MPR News Arts Reporter and Cube Critic Euan Kerr joins Steve Seel and Jill Riley to talk about a new documentary that chronicles a man's quest to define his own masculinity while motorbiking across the Middle East.
Euan calls Point and Shoot "a pheonmenallly strange story." The story centers on a young man from Baltimore, Md., called Matthew VanDyke, who is a typical middle-class guy. After VanDyke earns a degree in Middle Eastern studies from Georgetown University, he realizes he's never been to the Middle East.

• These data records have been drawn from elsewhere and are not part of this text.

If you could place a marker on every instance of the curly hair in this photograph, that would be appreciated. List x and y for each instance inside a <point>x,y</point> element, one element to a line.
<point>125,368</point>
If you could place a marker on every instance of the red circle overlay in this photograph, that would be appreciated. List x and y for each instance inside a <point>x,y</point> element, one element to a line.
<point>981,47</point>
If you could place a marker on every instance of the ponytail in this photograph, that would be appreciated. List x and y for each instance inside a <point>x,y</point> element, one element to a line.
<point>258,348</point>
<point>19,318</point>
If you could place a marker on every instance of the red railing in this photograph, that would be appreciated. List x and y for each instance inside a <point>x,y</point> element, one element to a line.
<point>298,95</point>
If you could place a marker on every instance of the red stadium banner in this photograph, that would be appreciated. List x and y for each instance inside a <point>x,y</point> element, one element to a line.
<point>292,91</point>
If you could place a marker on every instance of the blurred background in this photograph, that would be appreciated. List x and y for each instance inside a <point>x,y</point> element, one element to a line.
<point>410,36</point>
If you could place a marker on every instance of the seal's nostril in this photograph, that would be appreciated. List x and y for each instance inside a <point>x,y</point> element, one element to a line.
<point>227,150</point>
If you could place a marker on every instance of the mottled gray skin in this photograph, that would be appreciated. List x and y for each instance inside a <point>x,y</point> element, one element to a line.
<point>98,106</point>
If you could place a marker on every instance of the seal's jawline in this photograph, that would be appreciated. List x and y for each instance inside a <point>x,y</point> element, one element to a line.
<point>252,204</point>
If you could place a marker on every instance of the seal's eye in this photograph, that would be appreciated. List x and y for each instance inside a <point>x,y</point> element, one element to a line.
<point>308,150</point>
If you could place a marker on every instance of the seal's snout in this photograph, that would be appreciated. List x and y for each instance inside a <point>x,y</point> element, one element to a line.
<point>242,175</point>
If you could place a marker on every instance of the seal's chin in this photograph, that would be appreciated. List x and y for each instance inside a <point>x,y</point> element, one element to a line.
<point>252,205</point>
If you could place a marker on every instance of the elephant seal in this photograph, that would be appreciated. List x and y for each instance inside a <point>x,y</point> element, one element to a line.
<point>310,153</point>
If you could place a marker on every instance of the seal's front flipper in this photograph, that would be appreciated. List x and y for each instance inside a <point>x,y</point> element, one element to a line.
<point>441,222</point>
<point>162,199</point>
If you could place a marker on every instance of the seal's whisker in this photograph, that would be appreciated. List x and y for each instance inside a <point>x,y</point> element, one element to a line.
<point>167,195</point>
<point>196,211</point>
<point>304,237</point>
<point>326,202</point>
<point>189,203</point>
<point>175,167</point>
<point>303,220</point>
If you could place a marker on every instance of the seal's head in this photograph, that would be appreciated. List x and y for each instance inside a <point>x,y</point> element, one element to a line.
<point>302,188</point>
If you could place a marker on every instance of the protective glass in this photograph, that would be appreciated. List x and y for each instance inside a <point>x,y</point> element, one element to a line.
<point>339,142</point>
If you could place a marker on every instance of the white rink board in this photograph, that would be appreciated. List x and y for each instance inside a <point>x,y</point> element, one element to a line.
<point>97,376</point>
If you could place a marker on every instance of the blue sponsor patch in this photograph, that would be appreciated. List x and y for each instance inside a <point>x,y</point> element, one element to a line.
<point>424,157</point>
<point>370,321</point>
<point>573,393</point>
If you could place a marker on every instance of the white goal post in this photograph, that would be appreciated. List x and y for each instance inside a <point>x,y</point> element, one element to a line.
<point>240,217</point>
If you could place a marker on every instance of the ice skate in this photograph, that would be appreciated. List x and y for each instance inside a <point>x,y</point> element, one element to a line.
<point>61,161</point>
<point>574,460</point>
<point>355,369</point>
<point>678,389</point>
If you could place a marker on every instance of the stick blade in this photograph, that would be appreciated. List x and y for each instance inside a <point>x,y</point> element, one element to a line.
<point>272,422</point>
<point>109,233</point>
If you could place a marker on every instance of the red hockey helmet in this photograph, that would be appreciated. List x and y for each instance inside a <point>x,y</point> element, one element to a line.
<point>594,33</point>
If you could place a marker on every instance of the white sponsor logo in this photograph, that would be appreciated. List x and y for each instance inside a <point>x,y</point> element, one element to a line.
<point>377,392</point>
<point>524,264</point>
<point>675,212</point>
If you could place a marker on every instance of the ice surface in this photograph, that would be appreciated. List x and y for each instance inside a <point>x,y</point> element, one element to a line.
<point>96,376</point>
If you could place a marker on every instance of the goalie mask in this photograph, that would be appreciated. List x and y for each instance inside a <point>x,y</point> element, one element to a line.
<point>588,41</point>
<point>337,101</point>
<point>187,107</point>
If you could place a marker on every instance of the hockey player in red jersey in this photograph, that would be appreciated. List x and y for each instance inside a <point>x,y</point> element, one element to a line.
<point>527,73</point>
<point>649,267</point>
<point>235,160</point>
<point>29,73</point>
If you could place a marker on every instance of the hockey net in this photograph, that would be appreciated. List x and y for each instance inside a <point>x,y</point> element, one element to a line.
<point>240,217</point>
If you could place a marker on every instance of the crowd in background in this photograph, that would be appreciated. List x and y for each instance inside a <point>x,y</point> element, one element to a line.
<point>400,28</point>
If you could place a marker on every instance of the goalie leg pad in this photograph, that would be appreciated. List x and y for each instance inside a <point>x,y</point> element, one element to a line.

At that point, VanDyke embarks on a crash course in manhood, buying himself a powerful motorbike and training on the use of weapons. He then relocates to the Middle East, where he rides thousands of miles back and forth across the region. Along the way, VanDyke creates a new persona for himself, taking on the name Max Hunter and acting the part of an action hero. And because it's the 21st century, VanDyke carries a camera and shoots hours and hours of video of himself as he experiences all of this.
On his return, VanDyke handed over his materials to Marshall Curry (who produced Mistaken for Strangers, the comedy rock-doc about sibling rivalry in the band, The National) and asked Curry to put a film together.
The resulting story goes beyond a man trying to discover himself because VanDyke gets caught in the complexities of the Arab Spring, even ending up in a Libyan prison for some months before joining the Libyan rebels. What's more, VanDyke's story is also complicated by his own obsessive-compulsive behavior.
"It's a really interesting portrait of masculinity, or purported masculinity, in the 21st century, in an age when everyone has cameras," Euan says. "It's really thought-provoking."
Point and Shoot is unrated and is playing at the Landmark Lagoon Cinema in Minneapolis.